The genomic tools and functional approaches in our lab will pave the way for future studies of other species with extensive genome rearrangements, including non-ciliate microbial eukaryotes (Landweber, 2007) and disease models (Fang et al. 2013). The lab has worked on a range of non-canonical model systems, including trypanosomes (Landweber & Gilbert 2003, 2004) and slime molds (Horton & Landweber, 2000, 2002; Schaap et al. 2015) and occasionally more conventional model organisms (Liang et al. 2005 Genome Biol; Liang & Landweber, 2006, 2007; Cavalcanti et al. 2006; Fang et al. 2012 Biol Direct). We are also very keen to examine the possible roles of RNA-guided DNA rearrangement and repair (Nowacki et al. 2008) as setting the stage for diseases of the genome such as cancer (Fang et al. 2012 Biol Direct) that may be a direct consequence of genome instability and rogue DNA rearrangements. This is in striking contrast to Oxytricha’s precision control of genome reorganization (Bracht et al. 2013 Cell).
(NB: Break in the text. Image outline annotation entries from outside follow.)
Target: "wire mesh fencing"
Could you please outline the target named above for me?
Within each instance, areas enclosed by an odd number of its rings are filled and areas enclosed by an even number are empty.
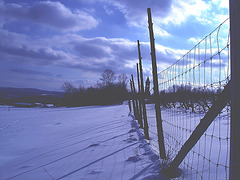
[[[160,62],[159,62],[160,63]],[[230,81],[229,19],[158,73],[166,159],[173,161]],[[152,92],[153,94],[153,92]],[[155,104],[146,104],[150,145],[159,154]],[[230,100],[180,164],[176,179],[229,179]]]

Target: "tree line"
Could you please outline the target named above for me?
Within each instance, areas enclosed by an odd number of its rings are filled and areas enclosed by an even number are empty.
[[[117,76],[114,71],[106,69],[94,87],[76,88],[70,82],[64,82],[62,89],[65,95],[60,101],[60,106],[121,104],[129,97],[127,81],[126,74]]]

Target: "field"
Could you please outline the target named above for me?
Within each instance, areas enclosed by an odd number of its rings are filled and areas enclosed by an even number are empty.
[[[127,105],[0,107],[0,179],[156,179]]]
With our move to Columbia University, research in our lab continues to expand in several directions, including single-cell and single nucleus experiments, coupled with genome or proteome analysis. Mass spectrometry facilitates the discovery of proteins present in differentiating nuclei or that interact with key players during development (Fang et al. 2012). It has also confirmed expression of hundreds of germline-limited genes and their post-translational modifications (Chen et al. 2014). These offer candidates for roles in the genome rearrangement process. Furthermore, we continue to develop tools to improve the ease of manipulating Oxytricha cells for genome editing.
The combination of high-resolution genomic analyses and functional molecular experiments in Oxytricha and other species will lead to a broader understanding of the acrobatic processes of genome rearrangement that can accumulate in an organism over both evolutionary time or on the scale of somatic mutation. On a grand scale, these events at the genomic level contribute to the diversification of life on our planet, showcasing the astonishing range of genetic mechanisms available to eukaryotes.